My question is
A block is given an intial speed of 4.0 s^-1 m up the 22 degree plane
How far up the plane will it go?
How much time elapses before it returns to its starting point? Ignore friction.
Ok my teacher said use this to find acceleration a = g sin è and then I know where to go from there but were does this formula come from?
g is downward. Since the block cannot slid downward, it can only slide along the surface. So the component of g in the direction of the surface is gsin22.

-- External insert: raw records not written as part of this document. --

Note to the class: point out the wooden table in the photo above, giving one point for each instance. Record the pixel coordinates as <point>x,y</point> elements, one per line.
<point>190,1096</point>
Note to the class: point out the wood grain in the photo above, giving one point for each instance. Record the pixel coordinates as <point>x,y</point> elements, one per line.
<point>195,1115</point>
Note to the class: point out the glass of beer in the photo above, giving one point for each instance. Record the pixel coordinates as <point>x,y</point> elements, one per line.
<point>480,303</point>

http://www.lastufka.net/lab/cars/why/ramps.gif
Notice the two components: down the ramp, mgsintheta, and the other component of g, perpendicular, mgcosTheta. That perpendicular force assists friction, but in this case we are ignoring it.
The formula you mentioned, a = g sin è, actually comes from resolving the force components acting on an object placed on an inclined plane. Let's break it down step by step:
1. Forces acting on the block:
When the block is on the inclined plane, two main forces act upon it: the gravitational force (mg) directed vertically downwards and the normal force (N) perpendicular to the plane. These two forces can be resolved into their components.
2. Resolution of forces:
The gravitational force (mg) can be broken down into two components:
- mg sin è: This component acts parallel to the inclined plane, in the upward direction.
- mg cos è: This component acts perpendicular to the inclined plane and balances the normal force.
3. Acceleration:
The net force acting on the block parallel to the plane is given by F = mg sin è. According to Newton's second law (F = ma), the acceleration (a) of the block parallel to the plane is thus given by a = g sin è.
4. Applying the formula:
To find out how far the block will go up the plane, we need to use the equation of motion that relates distance (d), initial speed (u), time (t), and acceleration (a):
d = ut + (1/2)at^2
Since the initial speed (u) is given as 4.0 m/s and the acceleration (a) is g sin è, we can now solve for the distance (d) traveled up the plane.
5. Returning to starting point:
To find the time it takes for the block to return to its starting point, we need to consider that the vertical displacement must be zero. This means that the vertical component of the block's velocity becomes zero again. We can use the equation of motion for the vertical direction to find the time (t) it takes to reach this point.
Final thoughts:
By using the given initial speed, the angle of the plane, the formula for acceleration on an inclined plane (a = g sin è), and the equations of motion, you can find both the distance traveled up the plane and the time it takes for the block to return to its starting point.